The modifiers below can be used in the attribute definition blocks.
Retrieve Value
There are two ways to extract data in order to manipulate it for a specific attribute. Both ways then allow to chain other modifiers to actually make the changes to the data.
Get
The get method retrieves the value of a attribute that has already been processed. (The attributes are always processed from top to bottom).
attribute :subjects, xpath: "//subject"
attribute :something_else do
get(:subjects)
end
Fetch
The fetch method is provided to have access to the the raw data.

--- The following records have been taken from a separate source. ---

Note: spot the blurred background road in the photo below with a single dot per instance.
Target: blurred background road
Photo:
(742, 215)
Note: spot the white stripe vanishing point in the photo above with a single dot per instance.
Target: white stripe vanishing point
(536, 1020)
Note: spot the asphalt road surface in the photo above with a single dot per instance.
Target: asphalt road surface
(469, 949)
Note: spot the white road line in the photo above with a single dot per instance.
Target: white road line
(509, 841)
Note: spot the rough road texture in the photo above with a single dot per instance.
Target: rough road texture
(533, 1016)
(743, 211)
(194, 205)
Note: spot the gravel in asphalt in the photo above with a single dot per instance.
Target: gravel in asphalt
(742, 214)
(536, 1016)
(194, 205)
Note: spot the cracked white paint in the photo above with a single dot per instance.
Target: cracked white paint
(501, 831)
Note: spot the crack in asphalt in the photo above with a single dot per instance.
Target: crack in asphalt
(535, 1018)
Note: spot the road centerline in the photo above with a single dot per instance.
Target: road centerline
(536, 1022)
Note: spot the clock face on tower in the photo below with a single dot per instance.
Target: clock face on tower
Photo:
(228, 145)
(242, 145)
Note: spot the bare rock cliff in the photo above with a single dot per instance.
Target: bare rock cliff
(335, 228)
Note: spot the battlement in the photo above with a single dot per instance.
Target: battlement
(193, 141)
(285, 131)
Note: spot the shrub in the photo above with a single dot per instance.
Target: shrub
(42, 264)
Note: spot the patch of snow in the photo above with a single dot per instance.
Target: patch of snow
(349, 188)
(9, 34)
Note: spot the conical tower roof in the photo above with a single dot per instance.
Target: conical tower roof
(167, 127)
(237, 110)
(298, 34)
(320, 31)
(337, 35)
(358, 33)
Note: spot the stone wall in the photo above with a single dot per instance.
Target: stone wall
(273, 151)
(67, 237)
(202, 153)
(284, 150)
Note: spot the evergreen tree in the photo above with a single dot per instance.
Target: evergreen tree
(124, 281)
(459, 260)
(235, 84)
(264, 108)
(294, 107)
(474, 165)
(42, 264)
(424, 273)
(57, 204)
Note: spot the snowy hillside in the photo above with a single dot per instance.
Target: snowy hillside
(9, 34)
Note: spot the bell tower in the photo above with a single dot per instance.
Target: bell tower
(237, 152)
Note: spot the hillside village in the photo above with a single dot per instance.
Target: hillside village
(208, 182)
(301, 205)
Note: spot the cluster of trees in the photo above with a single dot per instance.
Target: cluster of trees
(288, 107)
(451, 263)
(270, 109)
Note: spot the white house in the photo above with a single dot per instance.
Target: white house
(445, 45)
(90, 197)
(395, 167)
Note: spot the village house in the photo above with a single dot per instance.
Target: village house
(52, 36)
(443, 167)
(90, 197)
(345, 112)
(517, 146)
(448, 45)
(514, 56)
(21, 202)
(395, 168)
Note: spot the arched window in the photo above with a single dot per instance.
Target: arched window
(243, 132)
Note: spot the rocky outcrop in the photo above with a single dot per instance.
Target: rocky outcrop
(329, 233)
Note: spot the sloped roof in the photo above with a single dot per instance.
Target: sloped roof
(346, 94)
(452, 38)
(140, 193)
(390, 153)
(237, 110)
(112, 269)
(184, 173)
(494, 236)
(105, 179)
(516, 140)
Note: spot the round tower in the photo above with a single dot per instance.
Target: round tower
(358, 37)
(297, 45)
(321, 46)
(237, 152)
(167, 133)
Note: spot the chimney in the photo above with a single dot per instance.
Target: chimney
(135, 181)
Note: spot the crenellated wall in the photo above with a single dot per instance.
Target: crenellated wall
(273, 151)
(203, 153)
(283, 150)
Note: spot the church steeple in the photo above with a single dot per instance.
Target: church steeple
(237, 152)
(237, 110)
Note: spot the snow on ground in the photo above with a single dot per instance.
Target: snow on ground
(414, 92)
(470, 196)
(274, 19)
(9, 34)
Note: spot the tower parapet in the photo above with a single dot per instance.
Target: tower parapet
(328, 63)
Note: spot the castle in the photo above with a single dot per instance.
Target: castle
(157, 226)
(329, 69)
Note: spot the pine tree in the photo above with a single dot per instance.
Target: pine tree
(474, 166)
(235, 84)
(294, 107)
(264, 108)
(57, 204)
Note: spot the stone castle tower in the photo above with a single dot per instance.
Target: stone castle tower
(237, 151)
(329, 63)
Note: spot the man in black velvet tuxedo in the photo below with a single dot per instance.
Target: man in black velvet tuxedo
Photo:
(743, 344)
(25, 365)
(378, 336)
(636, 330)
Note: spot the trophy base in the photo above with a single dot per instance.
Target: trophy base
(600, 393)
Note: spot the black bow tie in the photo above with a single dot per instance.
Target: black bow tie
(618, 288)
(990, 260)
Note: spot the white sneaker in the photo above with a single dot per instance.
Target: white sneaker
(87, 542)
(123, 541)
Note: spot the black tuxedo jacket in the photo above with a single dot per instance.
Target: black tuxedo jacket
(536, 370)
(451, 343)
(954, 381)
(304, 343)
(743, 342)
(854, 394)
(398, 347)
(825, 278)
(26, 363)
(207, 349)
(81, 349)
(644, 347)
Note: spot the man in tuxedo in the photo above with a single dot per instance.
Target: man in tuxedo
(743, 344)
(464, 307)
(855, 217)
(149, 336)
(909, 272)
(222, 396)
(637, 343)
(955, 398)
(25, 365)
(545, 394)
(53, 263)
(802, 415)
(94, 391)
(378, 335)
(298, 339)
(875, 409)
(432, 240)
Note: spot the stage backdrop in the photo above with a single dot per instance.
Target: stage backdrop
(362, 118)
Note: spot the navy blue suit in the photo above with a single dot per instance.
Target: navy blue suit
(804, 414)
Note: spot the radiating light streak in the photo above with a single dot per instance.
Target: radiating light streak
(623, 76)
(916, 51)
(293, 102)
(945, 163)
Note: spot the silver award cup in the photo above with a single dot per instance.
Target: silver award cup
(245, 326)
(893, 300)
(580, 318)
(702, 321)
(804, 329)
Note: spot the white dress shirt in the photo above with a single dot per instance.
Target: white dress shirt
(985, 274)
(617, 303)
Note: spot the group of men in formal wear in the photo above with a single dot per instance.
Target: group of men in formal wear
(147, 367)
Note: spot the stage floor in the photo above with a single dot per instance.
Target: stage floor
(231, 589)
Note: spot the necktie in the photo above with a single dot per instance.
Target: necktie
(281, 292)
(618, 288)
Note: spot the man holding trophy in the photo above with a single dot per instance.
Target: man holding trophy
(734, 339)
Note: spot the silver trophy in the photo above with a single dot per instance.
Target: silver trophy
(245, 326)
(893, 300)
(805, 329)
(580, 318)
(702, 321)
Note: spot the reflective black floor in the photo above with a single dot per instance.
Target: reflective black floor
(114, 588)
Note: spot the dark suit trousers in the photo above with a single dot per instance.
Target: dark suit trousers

XML based strategy (XML, RSS)
attribute :creator do
fetch("//author")
end
JSON based strategy (JSON)
attribute :creator do
fetch("author")
end
For the XML based strategy you can supply an optional sanitize_config argument to configure how HTML is stripped (by default all HTML is stripped)
With this you can specify
Tags to keep
attribute :creator do
# This will not strip BR tags from the fetched HTML, all other tags will be stripped
# the array parameter in the second argument is the XML namespaces argument, it must be
# passed because the sanitize_config is the third argument
fetch("//author", [], sanitize_config: {elements: ['br']})
end
Custom replacements for stripped tags
attribute :creator do
sanitize_config = {
whitespace_elements: {
# "before" is what the tag will be replaced with, "after" is what the nodes children will be replaced with (if any)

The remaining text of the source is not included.